Bisnis.com, JAKARTA — Dunia usaha mengkhawatirkan tarif resiprokal Amerika Serikat berisiko membuka ruang impor barang ilegal dari China semakin membanjiri pasar Tanah Air.
Selain itu, pengenaan tarif yang signifikan terhadap China berpotensi meningkatkan ancaman dumping barang dari China ke negara selain AS, termasuk Indonesia.
Ketua Umum Asosiasi Pengusaha Indonesia (Apindo) Shinta W Kamdani menuturkan risiko dumping barang dari China ini lantaran Indonesia merupakan pasar dengan jumlah populasi yang sangat besar.
Imbasnya, tarif Trump yang signifikan akan membawa dampak sistemik bagi peta perdagangan global, termasuk Indonesia.

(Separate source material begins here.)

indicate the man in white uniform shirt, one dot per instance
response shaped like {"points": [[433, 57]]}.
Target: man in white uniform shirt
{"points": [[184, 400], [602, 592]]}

Ditambah, lanjut Shinta, China merupakan salah satu negara asal impor utama AS.
Untuk diketahui, China menyumbang 14% terhadap total impor AS, atau senilai US$462 miliar 2024.
“Dan ini berpotensi sangat, potensi bahwa China ini akan mengalihkan arus balik China ke negara lain, termasuk ke Indonesia sebagai pasar pelarian,” kata Shinta dalam Bisnis Indonesia Forum bertajuk Diteror Trump dan Diancam Xi Jinping, Bagaimana Nasib Ekonomi Indonesia di Wisma Bisnis Indonesia, Jakarta, Rabu (7/5/2025).
Baca Juga
Dia pun mengkhawatirkan adanya risiko banjir produk China yang akan semakin tinggi. Padahal, Shinta mengungkap sebelum adanya tarif resiprokal AS, Indonesia telah menghadapi tantangan impor ilegal dari China yang diperkirakan mencapai US$3,97 miliar dalam kurun 2018—Mei 2024.
Untuk itu, Apindo menilai pemerintah perlu memperkuat pengawasan barang impor ilegal hingga tarif dumping melalui instrumen anti-dumping dan safeguard.
“Ini sesuatu yang menurut saya, kita harus jaga, jangan kita jadi pasar dumping negara-negara lain,” imbuhnya.
Di samping itu, Shinta menuturkan pasca pengumuman tarif resiprokal AS, nilai tukar rupiah terhadap dolar AS mengalami penurunan hingga 0,8%. Adapun, kenaikan tertinggi mencapai Rp17.000 terjadi pada 7 April 2025 dan dikhawatirkan bisa mengancam industri padat karya yang saat ini masih tergantung dengan bahan baku impor.
Tercatat, sebanyak 90% bahan baku manufaktur Indonesia masih bergantung pada impor dan 55% dari keseluruhan struktur biaya industri merupakan bahan baku.
Menurut Shinta, yang menjadi ancaman utama dari volatilitas nilai tukar bukan hanya kenaikan harga, melainkan ketidakpastian di dalam struktur biaya berusaha.
Di sisi lain, industri padat karya juga tengah mengalami berbagai tekanan domestik, salah satunya biaya berusaha yang tinggi. Saat ini, biaya logistik, biaya perizinan, biaya pinjaman, upah tenaga kerja di Indonesia relatif tidak kompetitif dibandingkan negara lainnya.
Tekanan lainnya adalah hambatan regulasi. Di mana, sebanyak 43% perusahaan menilai regulasi yang ada belum mendukung kinerja produksi/penjualan. Diikuti masalah impor barang murah/ilegal, daya saing SDM yang rendah, pelemahan daya beli, serta ancaman keamanan investasi.